|The lines are all straight-really!|
Thanks for keeping the blog going Maris. A pretty accurate summation of the week follows..planting, planting and watering, watering because of the ultra-dry conditions. yes, rain is in the forecast for tomorrow. Here's hoping!
Another week, another blog.
|Leeks going to seed|
I’ve been enjoying being outdoors all week in the fields diggin’ and plantin’. Linda’s new reoccurring question for me is “are you sick of diggin’ holes yet?” and my answer varies between “not yet”, “nope, I’d rather do this than most other jobs” and “it beats labelling”. The sun was pretty merciless at the beginning of the week (I’m somehow still getting more tanned and burnt), but the clouds have provided a bit of shade for the past few days. Despite the bit of shade, we’ve had virtually no rain. The weather network has given us nothing but false prophecies and I’m beginning to wonder if I should do some serious research on rain dances. Nevertheless we’ve been very productive and in the past four days we’ve planted basil, eggplants, peppers, corn, beans, tomatillos, ground cherries, kale, broccoli and some other guys. And I don’t just mean a few. I’m talking about hundreds upon hundreds for most of the above mentioned veg. I forgot my camera this week, but I think Linda took some pictures and is going to post them.
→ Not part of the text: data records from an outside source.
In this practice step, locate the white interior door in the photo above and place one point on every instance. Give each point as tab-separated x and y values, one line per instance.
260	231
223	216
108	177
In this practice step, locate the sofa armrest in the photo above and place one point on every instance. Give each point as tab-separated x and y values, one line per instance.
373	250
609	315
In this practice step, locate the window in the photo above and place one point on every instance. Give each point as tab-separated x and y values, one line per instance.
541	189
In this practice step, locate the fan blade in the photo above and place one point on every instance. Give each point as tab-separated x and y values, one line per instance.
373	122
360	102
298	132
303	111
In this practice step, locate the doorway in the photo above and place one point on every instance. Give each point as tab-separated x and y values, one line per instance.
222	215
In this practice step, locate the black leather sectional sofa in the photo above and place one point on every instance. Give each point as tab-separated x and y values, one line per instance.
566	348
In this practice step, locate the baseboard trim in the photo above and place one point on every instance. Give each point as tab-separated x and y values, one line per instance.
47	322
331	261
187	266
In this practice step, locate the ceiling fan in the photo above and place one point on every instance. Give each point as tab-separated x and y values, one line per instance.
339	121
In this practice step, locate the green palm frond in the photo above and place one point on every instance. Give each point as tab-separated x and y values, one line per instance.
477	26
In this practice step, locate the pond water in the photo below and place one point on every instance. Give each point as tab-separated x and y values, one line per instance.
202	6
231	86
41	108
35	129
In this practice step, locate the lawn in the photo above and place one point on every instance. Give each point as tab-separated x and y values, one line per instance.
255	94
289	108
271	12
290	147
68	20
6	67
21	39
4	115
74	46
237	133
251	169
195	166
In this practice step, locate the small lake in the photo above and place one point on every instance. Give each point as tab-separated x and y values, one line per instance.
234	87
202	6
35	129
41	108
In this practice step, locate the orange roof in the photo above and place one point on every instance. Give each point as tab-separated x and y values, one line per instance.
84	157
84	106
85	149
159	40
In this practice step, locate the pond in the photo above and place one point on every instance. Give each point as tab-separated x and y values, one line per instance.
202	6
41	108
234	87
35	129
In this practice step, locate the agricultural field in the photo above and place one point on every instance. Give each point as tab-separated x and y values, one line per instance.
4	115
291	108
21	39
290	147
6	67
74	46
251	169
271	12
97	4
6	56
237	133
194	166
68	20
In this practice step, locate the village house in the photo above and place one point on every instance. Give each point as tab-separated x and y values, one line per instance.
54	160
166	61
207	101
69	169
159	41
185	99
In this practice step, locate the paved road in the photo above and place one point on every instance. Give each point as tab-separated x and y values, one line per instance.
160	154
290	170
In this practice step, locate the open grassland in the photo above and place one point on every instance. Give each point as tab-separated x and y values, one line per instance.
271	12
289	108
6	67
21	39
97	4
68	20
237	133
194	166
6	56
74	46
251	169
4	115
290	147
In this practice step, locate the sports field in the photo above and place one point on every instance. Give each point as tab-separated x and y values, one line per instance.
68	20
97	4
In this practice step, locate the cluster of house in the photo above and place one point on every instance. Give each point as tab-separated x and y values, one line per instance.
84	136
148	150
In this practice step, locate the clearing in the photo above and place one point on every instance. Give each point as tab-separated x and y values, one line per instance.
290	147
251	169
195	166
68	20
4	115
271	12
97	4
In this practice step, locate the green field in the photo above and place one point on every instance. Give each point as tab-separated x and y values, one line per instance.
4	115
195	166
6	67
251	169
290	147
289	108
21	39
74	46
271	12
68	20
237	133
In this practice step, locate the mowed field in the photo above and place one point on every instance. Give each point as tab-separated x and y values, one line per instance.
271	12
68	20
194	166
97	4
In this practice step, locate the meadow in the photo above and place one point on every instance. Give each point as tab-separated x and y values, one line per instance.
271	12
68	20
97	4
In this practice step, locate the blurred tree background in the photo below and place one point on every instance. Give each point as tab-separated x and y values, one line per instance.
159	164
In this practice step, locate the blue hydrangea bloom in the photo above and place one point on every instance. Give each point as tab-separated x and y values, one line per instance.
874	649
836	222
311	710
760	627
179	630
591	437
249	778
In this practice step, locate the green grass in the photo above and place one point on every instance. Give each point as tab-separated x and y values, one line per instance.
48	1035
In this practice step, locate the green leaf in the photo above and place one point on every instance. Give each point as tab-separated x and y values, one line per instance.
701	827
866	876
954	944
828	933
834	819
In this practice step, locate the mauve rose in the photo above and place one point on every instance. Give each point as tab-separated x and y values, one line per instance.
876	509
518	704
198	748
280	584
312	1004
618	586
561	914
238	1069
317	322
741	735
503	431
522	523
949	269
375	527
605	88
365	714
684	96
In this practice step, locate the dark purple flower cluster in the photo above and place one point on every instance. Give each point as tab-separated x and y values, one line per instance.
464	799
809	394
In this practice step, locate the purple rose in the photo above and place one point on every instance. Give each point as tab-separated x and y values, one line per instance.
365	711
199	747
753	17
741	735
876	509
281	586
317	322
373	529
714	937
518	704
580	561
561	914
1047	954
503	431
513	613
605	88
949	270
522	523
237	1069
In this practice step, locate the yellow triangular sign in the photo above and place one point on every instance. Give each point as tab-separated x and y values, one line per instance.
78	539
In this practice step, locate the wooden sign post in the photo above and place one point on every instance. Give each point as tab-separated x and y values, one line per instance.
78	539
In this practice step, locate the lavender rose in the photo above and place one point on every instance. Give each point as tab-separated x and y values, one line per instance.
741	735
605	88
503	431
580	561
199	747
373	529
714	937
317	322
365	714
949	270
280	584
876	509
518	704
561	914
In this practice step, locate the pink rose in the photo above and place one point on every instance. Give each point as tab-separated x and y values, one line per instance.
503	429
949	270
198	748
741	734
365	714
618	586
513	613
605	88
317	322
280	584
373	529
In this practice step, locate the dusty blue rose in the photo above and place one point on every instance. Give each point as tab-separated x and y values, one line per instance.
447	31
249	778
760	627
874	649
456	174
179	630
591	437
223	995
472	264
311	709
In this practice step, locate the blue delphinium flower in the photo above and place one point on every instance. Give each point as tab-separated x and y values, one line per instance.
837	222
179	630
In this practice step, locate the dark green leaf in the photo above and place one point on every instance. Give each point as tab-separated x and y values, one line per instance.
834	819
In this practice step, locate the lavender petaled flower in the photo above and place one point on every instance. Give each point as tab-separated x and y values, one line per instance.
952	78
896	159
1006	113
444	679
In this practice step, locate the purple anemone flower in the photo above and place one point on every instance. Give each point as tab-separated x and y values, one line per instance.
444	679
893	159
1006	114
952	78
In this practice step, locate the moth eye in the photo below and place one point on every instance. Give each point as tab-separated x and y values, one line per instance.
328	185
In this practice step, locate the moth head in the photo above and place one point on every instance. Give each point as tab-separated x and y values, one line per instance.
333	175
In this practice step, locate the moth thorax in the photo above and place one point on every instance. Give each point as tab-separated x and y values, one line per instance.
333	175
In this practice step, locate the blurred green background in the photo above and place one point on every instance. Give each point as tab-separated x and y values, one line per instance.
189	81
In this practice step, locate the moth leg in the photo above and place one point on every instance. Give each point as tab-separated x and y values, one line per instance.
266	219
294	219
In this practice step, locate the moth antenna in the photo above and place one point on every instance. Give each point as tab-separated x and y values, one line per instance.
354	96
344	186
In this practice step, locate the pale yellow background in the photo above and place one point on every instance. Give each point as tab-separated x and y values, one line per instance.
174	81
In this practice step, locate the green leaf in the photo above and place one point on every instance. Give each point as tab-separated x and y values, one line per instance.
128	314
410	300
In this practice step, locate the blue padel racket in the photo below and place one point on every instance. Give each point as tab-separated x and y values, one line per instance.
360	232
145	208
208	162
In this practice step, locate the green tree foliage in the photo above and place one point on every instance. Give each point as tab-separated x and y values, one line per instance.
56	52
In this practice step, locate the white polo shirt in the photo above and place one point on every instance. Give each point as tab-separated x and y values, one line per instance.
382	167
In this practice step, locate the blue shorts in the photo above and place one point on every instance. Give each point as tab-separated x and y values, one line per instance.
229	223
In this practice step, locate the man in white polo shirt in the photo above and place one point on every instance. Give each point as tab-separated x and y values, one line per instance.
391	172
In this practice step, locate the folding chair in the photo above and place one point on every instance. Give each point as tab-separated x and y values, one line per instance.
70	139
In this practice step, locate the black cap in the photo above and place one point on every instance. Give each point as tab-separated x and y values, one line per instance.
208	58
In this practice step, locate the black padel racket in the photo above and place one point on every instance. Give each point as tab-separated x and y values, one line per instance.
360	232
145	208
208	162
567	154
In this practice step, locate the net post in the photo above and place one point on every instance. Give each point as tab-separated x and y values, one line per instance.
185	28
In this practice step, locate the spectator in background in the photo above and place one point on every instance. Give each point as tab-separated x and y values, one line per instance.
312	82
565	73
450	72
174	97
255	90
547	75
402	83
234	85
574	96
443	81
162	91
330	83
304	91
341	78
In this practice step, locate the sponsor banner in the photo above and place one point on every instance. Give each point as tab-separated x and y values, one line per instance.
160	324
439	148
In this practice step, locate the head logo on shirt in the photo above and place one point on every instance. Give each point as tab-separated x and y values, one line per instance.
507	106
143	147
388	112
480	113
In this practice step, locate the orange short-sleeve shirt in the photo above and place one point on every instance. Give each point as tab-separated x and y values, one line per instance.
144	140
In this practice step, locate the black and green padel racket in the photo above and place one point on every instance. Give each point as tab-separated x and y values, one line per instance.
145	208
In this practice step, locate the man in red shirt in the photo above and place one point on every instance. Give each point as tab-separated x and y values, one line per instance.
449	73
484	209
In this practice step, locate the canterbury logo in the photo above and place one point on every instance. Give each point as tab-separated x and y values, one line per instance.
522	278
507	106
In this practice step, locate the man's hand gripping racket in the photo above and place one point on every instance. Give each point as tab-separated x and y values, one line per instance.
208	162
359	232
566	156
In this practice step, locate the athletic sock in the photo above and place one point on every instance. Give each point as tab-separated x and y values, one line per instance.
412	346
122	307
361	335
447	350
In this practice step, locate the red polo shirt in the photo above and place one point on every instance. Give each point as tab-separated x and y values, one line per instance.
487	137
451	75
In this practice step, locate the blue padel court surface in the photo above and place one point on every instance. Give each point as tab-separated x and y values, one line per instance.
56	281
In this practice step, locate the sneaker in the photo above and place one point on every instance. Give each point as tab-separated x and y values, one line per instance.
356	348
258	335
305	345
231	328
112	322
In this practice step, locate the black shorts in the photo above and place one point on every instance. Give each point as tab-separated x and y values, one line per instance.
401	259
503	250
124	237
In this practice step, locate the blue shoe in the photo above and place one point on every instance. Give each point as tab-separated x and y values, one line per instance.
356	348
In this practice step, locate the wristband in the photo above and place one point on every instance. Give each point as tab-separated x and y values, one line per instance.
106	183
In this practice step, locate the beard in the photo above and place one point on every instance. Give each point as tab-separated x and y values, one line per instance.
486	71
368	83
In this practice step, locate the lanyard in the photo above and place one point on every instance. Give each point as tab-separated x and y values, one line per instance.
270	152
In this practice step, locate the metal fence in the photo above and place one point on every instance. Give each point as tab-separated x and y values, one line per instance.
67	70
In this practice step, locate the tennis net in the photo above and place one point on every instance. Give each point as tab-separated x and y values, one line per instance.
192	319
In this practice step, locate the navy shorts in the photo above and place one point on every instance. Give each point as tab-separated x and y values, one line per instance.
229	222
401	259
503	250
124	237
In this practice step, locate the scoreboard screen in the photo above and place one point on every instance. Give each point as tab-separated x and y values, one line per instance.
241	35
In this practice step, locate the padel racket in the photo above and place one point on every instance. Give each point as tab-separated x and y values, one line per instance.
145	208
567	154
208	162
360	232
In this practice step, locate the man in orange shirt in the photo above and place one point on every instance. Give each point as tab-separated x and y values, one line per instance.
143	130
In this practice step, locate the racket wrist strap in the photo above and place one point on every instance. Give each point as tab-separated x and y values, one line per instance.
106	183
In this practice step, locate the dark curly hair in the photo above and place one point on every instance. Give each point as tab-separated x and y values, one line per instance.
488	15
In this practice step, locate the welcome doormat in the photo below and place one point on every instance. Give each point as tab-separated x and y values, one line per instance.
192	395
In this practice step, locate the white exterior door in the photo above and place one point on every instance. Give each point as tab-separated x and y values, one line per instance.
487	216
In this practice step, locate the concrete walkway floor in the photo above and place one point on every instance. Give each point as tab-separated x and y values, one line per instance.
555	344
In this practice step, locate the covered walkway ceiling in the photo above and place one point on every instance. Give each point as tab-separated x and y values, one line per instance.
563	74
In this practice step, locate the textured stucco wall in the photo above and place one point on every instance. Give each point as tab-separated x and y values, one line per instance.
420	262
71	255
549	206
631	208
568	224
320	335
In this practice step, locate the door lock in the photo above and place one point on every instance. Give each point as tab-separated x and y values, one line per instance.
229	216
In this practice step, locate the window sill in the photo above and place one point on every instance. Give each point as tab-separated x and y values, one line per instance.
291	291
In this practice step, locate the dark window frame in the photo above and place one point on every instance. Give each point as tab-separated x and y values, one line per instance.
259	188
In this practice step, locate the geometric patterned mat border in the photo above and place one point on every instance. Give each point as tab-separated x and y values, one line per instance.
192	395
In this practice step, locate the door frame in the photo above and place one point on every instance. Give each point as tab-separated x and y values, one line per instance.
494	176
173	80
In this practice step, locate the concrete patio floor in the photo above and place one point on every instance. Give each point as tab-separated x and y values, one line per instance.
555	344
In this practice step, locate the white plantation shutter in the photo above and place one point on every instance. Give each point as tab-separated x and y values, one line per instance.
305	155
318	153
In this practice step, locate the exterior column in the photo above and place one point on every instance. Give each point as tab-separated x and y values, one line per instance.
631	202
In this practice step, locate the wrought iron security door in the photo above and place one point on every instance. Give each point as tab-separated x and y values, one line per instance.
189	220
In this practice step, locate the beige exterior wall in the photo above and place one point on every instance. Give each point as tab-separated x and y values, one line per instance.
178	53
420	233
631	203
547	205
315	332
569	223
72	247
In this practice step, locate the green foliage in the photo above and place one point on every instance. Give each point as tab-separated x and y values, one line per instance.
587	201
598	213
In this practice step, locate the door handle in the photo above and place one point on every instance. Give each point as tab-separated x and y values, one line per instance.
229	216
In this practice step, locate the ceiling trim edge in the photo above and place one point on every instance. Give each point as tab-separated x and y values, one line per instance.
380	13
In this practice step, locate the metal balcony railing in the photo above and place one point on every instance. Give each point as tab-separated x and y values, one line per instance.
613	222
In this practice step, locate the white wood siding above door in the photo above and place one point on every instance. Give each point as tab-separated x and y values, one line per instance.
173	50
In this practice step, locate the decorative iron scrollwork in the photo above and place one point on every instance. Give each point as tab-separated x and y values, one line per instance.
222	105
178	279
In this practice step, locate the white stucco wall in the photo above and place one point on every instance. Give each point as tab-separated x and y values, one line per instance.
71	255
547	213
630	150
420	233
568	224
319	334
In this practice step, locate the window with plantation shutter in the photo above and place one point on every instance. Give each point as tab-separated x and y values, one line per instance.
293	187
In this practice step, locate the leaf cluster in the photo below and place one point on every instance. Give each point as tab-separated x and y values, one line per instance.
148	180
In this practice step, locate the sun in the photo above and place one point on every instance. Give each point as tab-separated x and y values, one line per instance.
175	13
Our army of animals has grown in more ways than one at New Leaf. The whole gang (my family, not the animals) went to a free-range poultry workshop near Owen Sound last weekend, and we all learned/ saw some neat stuff including where the term to goose comes from (they literally bite your butt when you’re not paying attention). After the workshop, we picked up some more heritage chicks and heritage poults (baby turkeys), which we plan to raise for laying as well as for meat-birds (sorry Linda). The muscovy ducks we acquired have doubled in size since I last saw them. They’re hanging out with some other chicks and Billy the Kid (the miniature goat) in the same pen, and they all seem to get along and even sleeping on one another (the birds are on the goat, not the other way around). The next guys on the recruitment list are probably going to be some Berkshire pigs or geese, and maybe a cow. Another cool thing we learned at the poultry workshop was that cow patties contain 7 enzymes (don’t quote me) that chickens need to digest food with meanwhile the chickens end up breaking up the patties so they crumble and fall apart faster in the rain and wind. The chickens also lower the fly count around manure by constantly eating the fly eggs and larvae. How’s that for a symbiotic relationship?